No Safe Place (2010) Deborah Ellis.
No Safe Place is a novel that depicts the experiences of many child and youth refugees. Abdul is forced to flee his home in Baghdad, and ends up in a filthy, overrun refugee camp, trying to find a way to get to England. While this is a fictional work, it is well-researched, and a good example of conflict and refugees, and an example of how this experience can be represented in a text. Since it is a novel, it is located in our fiction collection. The fiction collection is organised alphabetically by author surname.
Hitler Youth: Growing Up in Hitler’s Shadow (2005) Susan Campbell Bartoletti.
Hitler Youth: Growing Up in Hitler’s Shadow provides an excellent example and discussion of propaganda. It contains interviews with twelve former members of the Hitler Youth, the youth organisation run by Hitler and the Nazi Party as part of Germany’s World War 2 operation. It provides some startling insights into the psychology of war and its impact on both an individual and societal level. This is a non-fiction work located on the shelves with the Dewey number 943.086.
From Nothing to Zero: Letters from Refugees in Australia’s Detention Centres (2003) Janet Austin (ed.)

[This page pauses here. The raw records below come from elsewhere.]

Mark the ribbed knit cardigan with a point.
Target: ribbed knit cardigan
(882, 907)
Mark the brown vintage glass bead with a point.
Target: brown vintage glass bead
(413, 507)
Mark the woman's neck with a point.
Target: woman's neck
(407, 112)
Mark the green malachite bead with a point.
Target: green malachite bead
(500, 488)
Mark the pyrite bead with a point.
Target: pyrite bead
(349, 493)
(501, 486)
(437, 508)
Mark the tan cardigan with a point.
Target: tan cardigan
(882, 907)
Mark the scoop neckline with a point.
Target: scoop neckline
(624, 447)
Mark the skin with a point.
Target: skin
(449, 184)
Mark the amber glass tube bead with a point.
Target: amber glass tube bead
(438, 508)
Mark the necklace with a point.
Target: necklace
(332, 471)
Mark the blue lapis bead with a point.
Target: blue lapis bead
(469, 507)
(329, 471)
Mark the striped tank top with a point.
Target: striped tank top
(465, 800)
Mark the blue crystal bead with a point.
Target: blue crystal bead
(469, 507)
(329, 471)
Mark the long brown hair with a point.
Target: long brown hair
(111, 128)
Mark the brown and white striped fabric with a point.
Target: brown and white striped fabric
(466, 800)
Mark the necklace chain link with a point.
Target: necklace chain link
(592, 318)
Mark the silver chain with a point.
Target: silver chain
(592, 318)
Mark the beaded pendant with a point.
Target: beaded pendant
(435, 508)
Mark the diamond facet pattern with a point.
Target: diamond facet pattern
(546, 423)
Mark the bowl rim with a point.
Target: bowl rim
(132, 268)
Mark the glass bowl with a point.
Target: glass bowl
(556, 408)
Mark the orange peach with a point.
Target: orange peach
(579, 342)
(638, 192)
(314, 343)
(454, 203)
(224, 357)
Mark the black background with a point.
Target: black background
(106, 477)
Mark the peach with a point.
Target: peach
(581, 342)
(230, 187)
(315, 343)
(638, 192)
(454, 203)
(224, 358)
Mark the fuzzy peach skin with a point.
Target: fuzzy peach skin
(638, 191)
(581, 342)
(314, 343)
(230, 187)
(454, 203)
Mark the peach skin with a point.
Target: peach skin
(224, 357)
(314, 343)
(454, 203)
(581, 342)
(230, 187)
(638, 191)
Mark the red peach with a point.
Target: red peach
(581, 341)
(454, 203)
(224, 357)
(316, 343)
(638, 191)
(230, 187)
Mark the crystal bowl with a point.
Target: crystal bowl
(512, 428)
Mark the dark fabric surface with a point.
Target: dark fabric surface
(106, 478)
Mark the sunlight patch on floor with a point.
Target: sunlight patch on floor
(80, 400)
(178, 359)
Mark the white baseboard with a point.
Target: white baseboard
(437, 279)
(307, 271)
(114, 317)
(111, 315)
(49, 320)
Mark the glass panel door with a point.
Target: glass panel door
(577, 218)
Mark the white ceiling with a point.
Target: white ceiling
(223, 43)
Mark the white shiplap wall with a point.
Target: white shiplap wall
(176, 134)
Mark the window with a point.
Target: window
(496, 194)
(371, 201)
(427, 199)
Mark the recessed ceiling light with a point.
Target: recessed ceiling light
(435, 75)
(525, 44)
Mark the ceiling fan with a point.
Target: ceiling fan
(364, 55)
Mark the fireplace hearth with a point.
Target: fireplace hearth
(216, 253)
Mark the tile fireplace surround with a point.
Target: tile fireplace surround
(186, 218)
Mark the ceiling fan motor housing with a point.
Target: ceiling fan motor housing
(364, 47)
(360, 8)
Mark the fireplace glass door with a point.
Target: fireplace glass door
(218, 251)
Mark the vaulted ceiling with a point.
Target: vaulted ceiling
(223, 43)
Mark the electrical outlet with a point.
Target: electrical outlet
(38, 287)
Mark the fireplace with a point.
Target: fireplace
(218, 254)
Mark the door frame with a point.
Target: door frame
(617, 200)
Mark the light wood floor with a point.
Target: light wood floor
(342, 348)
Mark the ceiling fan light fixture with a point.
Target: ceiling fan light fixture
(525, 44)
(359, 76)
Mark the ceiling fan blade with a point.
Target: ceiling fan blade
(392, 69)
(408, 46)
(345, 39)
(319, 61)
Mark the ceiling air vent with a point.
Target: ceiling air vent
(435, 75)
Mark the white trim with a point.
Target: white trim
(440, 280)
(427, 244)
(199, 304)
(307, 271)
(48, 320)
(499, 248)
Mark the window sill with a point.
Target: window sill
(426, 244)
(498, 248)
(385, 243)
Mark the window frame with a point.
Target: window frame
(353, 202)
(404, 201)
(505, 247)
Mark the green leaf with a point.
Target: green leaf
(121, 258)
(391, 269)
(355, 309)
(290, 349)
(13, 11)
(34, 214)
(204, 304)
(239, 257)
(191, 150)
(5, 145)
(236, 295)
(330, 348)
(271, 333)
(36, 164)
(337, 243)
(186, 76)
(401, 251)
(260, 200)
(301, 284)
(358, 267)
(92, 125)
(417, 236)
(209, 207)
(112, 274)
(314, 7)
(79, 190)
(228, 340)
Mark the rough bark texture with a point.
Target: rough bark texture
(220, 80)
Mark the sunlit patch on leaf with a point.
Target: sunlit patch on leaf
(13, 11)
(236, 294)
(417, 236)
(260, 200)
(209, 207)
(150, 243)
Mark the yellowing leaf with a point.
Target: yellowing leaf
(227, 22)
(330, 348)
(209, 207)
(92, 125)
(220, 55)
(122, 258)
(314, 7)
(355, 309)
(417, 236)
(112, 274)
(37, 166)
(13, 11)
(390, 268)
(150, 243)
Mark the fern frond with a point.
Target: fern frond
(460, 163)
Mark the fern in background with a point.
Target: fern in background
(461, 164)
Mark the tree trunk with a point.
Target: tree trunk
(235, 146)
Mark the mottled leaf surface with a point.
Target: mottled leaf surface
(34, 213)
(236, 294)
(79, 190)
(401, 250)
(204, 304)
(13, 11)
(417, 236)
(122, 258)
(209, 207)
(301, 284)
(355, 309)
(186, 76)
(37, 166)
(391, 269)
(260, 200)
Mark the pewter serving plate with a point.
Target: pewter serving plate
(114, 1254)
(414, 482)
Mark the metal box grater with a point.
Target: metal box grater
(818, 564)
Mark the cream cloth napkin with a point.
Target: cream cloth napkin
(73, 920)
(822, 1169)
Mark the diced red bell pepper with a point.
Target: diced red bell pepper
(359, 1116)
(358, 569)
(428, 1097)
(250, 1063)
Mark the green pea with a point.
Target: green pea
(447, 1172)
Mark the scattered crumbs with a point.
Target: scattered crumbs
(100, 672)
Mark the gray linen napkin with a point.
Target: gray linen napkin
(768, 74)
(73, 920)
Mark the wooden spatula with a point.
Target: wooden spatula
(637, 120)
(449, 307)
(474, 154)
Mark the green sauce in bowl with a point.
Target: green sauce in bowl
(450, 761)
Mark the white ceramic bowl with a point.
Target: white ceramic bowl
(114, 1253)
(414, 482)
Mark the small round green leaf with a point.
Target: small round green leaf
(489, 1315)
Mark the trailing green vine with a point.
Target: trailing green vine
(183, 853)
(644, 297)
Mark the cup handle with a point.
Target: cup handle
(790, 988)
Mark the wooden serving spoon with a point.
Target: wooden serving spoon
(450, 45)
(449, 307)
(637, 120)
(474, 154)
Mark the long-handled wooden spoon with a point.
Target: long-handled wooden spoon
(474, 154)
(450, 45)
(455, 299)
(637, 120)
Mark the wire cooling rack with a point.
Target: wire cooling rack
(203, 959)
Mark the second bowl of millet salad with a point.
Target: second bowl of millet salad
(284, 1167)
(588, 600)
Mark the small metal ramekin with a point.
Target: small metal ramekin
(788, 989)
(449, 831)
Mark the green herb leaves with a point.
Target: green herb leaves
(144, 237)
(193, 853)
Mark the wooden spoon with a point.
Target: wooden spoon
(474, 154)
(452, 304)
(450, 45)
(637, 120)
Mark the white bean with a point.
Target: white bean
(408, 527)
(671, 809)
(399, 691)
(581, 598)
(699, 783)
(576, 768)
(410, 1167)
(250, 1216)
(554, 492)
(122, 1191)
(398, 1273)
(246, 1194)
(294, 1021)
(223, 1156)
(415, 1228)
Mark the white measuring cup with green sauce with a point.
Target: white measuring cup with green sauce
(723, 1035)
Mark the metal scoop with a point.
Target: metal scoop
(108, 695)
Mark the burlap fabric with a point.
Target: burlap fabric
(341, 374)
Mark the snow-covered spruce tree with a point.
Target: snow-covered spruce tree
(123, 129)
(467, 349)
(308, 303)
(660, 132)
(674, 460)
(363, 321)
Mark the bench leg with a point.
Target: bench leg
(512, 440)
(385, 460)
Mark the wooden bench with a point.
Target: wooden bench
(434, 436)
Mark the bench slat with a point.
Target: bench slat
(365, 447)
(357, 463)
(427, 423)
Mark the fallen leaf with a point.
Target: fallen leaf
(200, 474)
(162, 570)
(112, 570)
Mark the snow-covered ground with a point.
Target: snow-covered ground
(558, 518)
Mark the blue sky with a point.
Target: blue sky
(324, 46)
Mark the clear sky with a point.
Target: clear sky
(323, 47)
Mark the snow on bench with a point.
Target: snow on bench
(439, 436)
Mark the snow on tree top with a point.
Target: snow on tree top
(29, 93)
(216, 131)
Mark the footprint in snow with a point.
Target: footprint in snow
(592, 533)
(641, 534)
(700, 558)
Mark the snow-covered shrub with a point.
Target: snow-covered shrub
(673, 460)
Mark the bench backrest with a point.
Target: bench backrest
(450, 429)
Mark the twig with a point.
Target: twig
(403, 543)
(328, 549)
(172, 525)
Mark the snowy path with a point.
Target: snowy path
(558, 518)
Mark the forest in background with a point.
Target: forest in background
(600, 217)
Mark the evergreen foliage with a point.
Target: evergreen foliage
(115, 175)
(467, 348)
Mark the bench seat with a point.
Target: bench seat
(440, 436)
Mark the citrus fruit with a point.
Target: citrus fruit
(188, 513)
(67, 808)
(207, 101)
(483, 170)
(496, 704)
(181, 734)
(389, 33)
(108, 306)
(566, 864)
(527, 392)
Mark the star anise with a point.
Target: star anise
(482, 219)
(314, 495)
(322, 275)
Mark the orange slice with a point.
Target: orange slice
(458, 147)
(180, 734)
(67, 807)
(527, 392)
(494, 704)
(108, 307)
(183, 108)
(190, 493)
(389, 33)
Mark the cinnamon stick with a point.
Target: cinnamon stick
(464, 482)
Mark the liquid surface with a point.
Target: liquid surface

From Nothing to Zero: Letters from Refugees in Australia’s Detention Centres is a non-fiction text, consisting largely of letters written by refugees in detention in Australia. This text provides first-person accounts of the hardships experienced by refugees, even after leaving a war zone – often this can just be the start of their problems as they search for a new place where they are able to live safely and legally. This book is an eye-opening account of real refugees experiences of trying to seek safety in Australia, and how helpful (or not) the international community is to citizens whose countries have been impacted by war. This non-fiction volume is located on the shelves at 325.210.
Zlata’s Diary (1993) Zlata Filipovic
Zlata’s Diary is a personal account of growing up in a conflict zone. Zlata Filipovic, then eleven years old, writes in her diary as her city, Sarajevo, comes under siege and descends into war. Her personal diary, initially intended to record daily life and gossip, becomes a record of the war as life is reduced to hiding in the basement, dealing with food shortages, and hearing news of friends or acquaintances killed. This is a straightforward and honest account of war, told from the perspective of a young person whose childhood is interrupted by conflict. This non-fiction account is located on the shelves at 949.7. There are also several copies available through the English faculty which you can access by consulting your English teacher.